Therefore, whether the Tribunal was right or wrong in the application of issue estoppel to the merits to the plaintiffs’ counterclaim (which was the crux of the Counterclaim Preclusion Issue), there is no justification whatsoever for curial intervention. I agree with Mr Chew’s submission that the plaintiffs’ attempted re-characterisation of this issue as a jurisdictional question is misconceived. The plaintiffs are, in effect, recirculating a number of the arguments they raised in their attempts to set aside the First Partial Award and which have already been roundly rejected by the High Court and Court of Appeal in the Judgment and the Appeal Judgment respectively. In addition, the plaintiffs’ criticisms of the Tribunal summarised above at [113] also amount, in my judgment, to little more than an attempt to repackage various arguments on the merits raised by the plaintiffs unsuccessfully before the Tribunal during the second phase of the arbitration.

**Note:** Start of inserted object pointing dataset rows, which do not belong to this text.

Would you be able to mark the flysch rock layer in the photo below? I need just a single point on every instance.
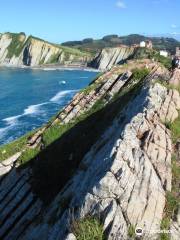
(106, 87)
(122, 179)
(34, 52)
(111, 56)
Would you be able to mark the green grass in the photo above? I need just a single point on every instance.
(54, 58)
(27, 155)
(88, 228)
(56, 131)
(139, 74)
(153, 54)
(10, 149)
(131, 231)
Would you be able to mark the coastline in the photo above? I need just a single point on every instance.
(52, 67)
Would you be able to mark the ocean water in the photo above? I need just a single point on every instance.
(29, 98)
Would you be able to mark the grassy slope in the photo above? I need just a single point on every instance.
(16, 46)
(113, 41)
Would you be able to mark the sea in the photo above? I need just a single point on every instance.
(30, 97)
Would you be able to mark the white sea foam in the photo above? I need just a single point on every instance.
(12, 120)
(33, 109)
(62, 94)
(62, 82)
(49, 69)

120 The plaintiffs also make extensive arguments, as I have summarised above, that the Tribunal based its finding that BTO was presumed to be aware of the MIC Proceedings on its earlier “gratuitous” finding at [126] of the First Partial Award that BTO had been validly served in Malaysia with the MIC papers. Mr Yeo criticises the Tribunal for this as the First Partial Award was only intended to be a decision on points of law and not findings of fact. In addition, the plaintiffs argue that there was no evidence that BTO was in fact aware of the MIC Proceedings, the unchallenged evidence of Mr [K] was that BTO was in fact unaware, yet the Tribunal committed an egregious error in finding that the plaintiffs were presumed to be aware of the MIC Proceedings simply because BTO was validly served with the documents in the MIC Proceedings. This, Mr Yeo argues, demonstrates that the Tribunal members completely failed to consider the plaintiffs’ evidence and arguments on this issue and did not bring their minds to bear on it.

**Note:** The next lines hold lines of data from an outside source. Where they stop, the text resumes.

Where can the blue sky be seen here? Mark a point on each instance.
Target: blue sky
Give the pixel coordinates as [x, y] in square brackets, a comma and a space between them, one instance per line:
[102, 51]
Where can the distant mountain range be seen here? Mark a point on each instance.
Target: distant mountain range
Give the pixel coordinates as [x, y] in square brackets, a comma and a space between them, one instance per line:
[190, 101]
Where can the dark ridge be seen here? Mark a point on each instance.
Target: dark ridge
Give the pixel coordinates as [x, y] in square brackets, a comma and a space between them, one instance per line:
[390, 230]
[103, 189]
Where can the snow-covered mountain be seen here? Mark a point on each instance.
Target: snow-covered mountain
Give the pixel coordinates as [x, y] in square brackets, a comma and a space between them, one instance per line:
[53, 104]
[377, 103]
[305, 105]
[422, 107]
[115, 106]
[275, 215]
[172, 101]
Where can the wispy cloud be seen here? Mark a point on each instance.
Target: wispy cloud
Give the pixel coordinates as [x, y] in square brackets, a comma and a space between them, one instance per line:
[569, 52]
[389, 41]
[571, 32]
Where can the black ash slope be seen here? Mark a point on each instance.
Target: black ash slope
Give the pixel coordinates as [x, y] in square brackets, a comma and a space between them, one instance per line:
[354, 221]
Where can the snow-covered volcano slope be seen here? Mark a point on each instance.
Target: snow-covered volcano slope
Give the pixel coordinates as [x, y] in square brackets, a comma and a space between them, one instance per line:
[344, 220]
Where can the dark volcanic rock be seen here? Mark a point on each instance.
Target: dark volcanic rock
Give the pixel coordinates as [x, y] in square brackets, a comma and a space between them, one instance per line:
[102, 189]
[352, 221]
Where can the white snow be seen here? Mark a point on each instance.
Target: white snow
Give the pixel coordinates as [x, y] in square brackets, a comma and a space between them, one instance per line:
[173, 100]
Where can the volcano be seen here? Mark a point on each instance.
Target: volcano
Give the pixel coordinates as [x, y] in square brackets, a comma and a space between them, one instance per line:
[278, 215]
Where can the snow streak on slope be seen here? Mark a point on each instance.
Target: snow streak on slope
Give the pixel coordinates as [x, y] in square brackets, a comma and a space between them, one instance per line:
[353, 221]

121 In my judgment, none of these arguments brings the plaintiffs’ case any further. First, I note that even though the Tribunal expressed its intention for the First Partial Award to deal with “discrete issues on points of law insofar that they could be entirely divorced from factual matters” (at [28] above), the issues put to the Tribunal under the general issue, “What, if anything, is the effect of the judgments of the [MIC]”, expressly allowed the Tribunal to determine “all issues necessary to resolve whether the findings of the [MIC] are binding on both [defendants]” (see [27] above). This permitted the Tribunal to make necessary factual findings if it is clear from the record to resolve the question at hand. There is therefore nothing impermissible in the Tribunal making references to its findings in the First Partial Award as part of its reasoning or to aid a conclusion it reached in the Second Partial Award. The Tribunal had, in any event, expressly incorporated the First Partial Award into and made it part of the Second Partial Award (see [126] below). Further and in any case, even if the Tribunal committed an error in relying on its allegedly “gratuitous” findings in the First Partial Award, this would, at its highest, amount only to an error of fact or law, neither of which constitutes grounds for setting aside the Awards.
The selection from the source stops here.